The golfer will often adjust their foot position by toeing out the lead foot to alleviate or decrease their pain. This often can be of benefit but may force the golfer to compensate somewhere else in the body. Secondary stress in another body part can lead to a new injury or the accommodation may demand swing changes that could present another issue.
A common cause of lateral knee pain is a tightening of the iliotibial band. The iliotibial band (tract) arises from the tensor fascia lata and upper fibers of the gluteus maximus and inserts into the lateral aspect of the knee. Repetitively posting and rotating on the lead hip during the golf swing can lead to over stretching of the ITB. Chronic over stretching and friction against the lateral condyle of the femur can cause inflammation of the tendon and pain also known as iliotibial band syndrome.
Other causes of lateral knee pain that are of a secondary nature would be deactivation or weakness of the gluteus maximus which has a fibrous connection to the iliotibial band. If the gluteus maximus cannot perform its function, the iliotibial band will take on more physical stress to attempt to assist it. The gluteus medius is responsible for lateral stabilization of the hip. If the gluteus medius and tensor fascia lata are not capable of stabilizing the lead hip when the golfer posts and rotates on it, the iliotibial band has to take on the responsibility of stability and cannot handle it. This excess stress leads to tightening of the ITB and inflammation.

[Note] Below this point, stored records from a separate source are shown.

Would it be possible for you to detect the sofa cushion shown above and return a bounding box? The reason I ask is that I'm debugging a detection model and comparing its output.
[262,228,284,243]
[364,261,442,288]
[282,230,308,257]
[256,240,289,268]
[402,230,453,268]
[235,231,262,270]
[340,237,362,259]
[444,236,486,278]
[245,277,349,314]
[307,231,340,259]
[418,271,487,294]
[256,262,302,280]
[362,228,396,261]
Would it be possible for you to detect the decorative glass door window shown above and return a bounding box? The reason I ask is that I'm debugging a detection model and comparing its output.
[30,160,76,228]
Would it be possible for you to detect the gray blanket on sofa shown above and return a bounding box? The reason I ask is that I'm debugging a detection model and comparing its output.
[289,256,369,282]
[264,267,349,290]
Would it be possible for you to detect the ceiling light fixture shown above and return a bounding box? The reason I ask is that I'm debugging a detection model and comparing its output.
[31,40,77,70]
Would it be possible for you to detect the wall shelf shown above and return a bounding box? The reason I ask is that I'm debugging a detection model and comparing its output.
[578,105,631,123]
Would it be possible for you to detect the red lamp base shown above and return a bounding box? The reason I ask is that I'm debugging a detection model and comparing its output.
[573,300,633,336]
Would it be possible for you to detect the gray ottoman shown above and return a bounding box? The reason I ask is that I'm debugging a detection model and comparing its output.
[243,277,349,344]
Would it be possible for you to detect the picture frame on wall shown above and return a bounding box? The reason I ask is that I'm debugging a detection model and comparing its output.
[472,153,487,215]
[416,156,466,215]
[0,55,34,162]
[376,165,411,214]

Foot mechanics plays a big part in iliotibial tract function. If the golfer has poor foot support in the lead foot the iliotibial band can tighten. Extrinsic lack of support from the golf shoe either allowing the foot to over pronate or supinate will create additional tension and stress on the ITB. Intrinsic foot dysfunction from poor foot mechanics, particularly flat feet, will allow for excess medial tibial rotation. Secondary dysfunction can occur in the ITB and lead to an inflammatory response. Extrinsic and intrinsic causes of foot dysfunction must be considered since they often directly effect lower leg mechanics and put stress on the iliotibial tract.
Posture must always be assessed with lateral knee pain. Pelvic tilt and lower extremity alignment directly affect knee pain. Anterior pelvic tilt, a short leg, and genu varum (bow-leggedness) are the more common postural findings that correlate with lateral knee pain. When checking body alignment, always be aware that fibular head restriction and popliteus strain can cause lateral knee pain. These conditions are also most noticeable in the lead leg due to the posting and torsion on the lead knee.
Less evident but equally significant is the non-firing of the multifidii. Lumbopelvic muscles involved with stability will assist one another in their similar basic function. If the multifidii are not capable of doing their job as spinal stabilizers, muscles in the hips that work to provide stability will take on more demand.
The golfer has to be aware of all of the factors that may cause lateral knee pain. Once addressed the condition can be resolved and not disrupt or present a challenge to swing mechanics. Not addressing all factors can predispose the golfer to reinjury or compensatory stresses that could create new problems.